医療機関のサイバーセキュリティ予算は3~4%

 病院では検査や治療のため様々な電子機器類を使う。最近は業務効率化のため、ネットワークに繋いでリアルタイムで情報を共有していることも少なくない。ネットワークに繋がった医療機器の市場規模は、2019年には608億3000万ドル(約7兆円)だったが、2027年には4倍以上の2607億5000万ドル(30兆円弱)にまで達すると見込まれる。

 しかし、ネットワークに繋がったシステムやそこから集まってくるデータが増えれば、それだけサイバーセキュリティの責任も増す。

 2021年11月に米サイバーセキュリティ企業「クラウドストライク」とイスラエルの医療サイバーセキュリティ・スタートアップ「メディゲート」が出した報告書によれば、過去18カ月間に医療システムの82%が何らかのIoTサイバー攻撃を受け、そのうち34%がランサムウェア攻撃だった。さらにランサムウェア攻撃の被害を受けた医療機関の33%が身代金を払っている。

 まずは、病院経営者が業務効率化のためのデジタル化だけでなく、それを支えるサイバーセキュリティも病院運営戦略の中に盛り込む必要性を認識しなければならない。

 ところが、医療機関は他の業界と比べ、サイバーセキュリティ予算が少ない傾向にある。例えば、金融機関がIT予算のうち6〜14%をサイバーセキュリティに割いているのに対し、医療機関はわずか3〜4%に過ぎない。医療機関はコロナ禍で資源が逼迫し、なかなかサイバーセキュリティ対策にまで手が回らない。そこを狙い撃ちにされているのだ。

 今後、オンライン診療などますます医療のデジタル化が進む中、サイバーセキュリティ対策は待ったなしだ。 

 日本の医療機関は、欧米に比べ規模が小さいことが多く、自前でサイバーセキュリティ担当部署はおろか、サイバーセキュリティ担当者を置くことも難しい。IT担当部門も規模が小さく、日々のITシステムの故障などの問題対処に忙殺されている。

 自前でサイバーセキュリティ担当部署を持てないのであれば、ITシステムの脆弱性診断からサイバー攻撃の監視、万が一サイバー攻撃で被害を受けた際の駆けつけ対応のサービスまで提供している企業に相談するのも手だろう。

 医療業界へのサイバー攻撃動向に詳しい専門家からの助言を受けながら、現在のリスクを把握し、対策の優先度をつけて、限りある予算を有効に分配する必要がある。

対応要領の重要性

 ランサムウェア攻撃のリスクが特に高まっている今、いざという時に速やかな業務復旧を可能にするためには、こまめなデータのバックアップとオフラインでのバックアップ・データの保存だけでなく、対応要領を定めておくことが重要だ。

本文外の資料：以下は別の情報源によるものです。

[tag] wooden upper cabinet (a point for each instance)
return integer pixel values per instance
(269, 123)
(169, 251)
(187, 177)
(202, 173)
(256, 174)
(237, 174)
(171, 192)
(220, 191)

 NTTセキュリティ(現NTTリミテッド)の調査では、対応要領を定めている企業は2019年時点で世界にはわずか52%しかない。

 サイバー攻撃被害らしき兆候を見つけたとき、ITやサイバーセキュリティ担当部署にどのように連絡すればよいのか、監督官庁や専門会社など組織外の誰にどのタイミングで相談すればよいのか、どのような場合にどのような形式で対外発表するのか、バックアップからデータと業務をどのように復旧するのか、などが盛り込むべきポイントとなろう。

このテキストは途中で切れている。